Buzz and overall thoughts
Terry has been mocked to Philadelphia a fair amount over the past few months, including as a potential second-round target when the draft order was initially finalized. His improved measurables, however, appear to have changed the conversation surrounding Terry. Kevin O'Connor of The Ringer suggested on Monday that Terry could find his way into the lottery, a meteoric rise for the Minnesota native.
It's not surprising if you think about where the league has gone. Players with Terry's ability to shoot distort how teams defend their basket, and Terry has shown at a young age that he's got what it takes to read and react to the pressure he'll see at the next level. Next to an oversized playmaker in Simmons, you don't have to worry as much about Terry's limitations as a primary initiator.
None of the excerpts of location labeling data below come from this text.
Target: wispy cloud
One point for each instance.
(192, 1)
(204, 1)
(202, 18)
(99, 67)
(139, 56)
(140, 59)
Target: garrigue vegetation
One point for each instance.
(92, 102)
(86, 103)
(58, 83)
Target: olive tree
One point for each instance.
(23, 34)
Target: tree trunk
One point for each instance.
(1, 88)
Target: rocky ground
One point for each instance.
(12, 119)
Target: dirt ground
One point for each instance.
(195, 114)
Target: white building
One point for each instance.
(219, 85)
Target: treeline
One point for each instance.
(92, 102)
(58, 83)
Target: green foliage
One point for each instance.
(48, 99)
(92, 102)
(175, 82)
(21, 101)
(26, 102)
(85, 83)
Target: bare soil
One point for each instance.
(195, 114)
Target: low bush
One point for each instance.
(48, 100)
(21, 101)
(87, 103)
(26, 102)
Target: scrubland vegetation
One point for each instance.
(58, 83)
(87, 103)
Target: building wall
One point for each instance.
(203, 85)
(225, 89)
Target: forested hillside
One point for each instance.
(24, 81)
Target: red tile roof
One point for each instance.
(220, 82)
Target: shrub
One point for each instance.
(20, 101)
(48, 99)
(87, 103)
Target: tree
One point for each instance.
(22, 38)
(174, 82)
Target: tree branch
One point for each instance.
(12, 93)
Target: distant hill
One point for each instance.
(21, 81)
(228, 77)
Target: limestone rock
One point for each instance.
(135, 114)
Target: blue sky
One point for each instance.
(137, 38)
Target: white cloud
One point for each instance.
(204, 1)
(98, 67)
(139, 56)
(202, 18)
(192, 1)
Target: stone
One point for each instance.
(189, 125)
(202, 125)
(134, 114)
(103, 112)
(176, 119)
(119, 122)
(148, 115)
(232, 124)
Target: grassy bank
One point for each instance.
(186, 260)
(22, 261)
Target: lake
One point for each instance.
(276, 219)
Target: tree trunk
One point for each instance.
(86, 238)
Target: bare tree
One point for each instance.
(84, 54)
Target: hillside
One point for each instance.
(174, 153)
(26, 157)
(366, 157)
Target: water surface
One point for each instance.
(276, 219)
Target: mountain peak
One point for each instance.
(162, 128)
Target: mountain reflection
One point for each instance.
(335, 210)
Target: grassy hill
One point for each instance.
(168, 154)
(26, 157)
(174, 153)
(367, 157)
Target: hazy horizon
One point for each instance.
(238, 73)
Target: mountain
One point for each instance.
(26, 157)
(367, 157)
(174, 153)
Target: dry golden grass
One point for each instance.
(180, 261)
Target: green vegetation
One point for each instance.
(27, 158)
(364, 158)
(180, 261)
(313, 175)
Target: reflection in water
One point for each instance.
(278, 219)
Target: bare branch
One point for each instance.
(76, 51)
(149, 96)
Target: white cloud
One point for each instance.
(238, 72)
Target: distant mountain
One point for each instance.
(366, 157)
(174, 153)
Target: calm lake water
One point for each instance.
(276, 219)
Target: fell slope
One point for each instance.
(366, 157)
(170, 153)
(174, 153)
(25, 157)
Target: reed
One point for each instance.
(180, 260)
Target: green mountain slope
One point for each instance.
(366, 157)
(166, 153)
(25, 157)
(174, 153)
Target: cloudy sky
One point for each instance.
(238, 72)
Ditto for a post-up centric offense with Embiid at the helm — Terry is overqualified to make entry passes, though he's not the pick-and-roll handler who is going to consistently create easier shots for Embiid.
I'm less sure about the defensive component. His fundamentals are not bad and his off-ball attentiveness is solid, but the weaknesses stemming from his, well, weakness, might be more pronounced at the next level. Assistant coach and defensive whiz Dan Burke is known for dropping his bigs in pick-and-roll coverage, and with Terry liable to get caught on screens, it could end with opponents walking into a lot of open shots with minimal effort. And for a team built around defense, Terry offers little-to-no flexibility on that end, limiting how Philadelphia can juggle matchups to mess with opponents.
In a draft as maligned as this one, though, I can totally see why a guy like Terry could rise much further than initially anticipated. The longer offseason period was a boon for guys who needed to get right physically to play in the league, and the high-end outcome for Terry is a court-tilting shooter who can playmaker for others, play with or without the ball, and improve your offense in halfcourt and transition. There are not many guys you can write that about in any draft class. Even if you're pessimistic about his chances to make the leap to that level, Terry figures to be an off-ball weapon teams can't leave alone.
If he's there at No. 21, he deserves strong consideration from the new Sixers brain trust. But that first bit appears to be the big question right now.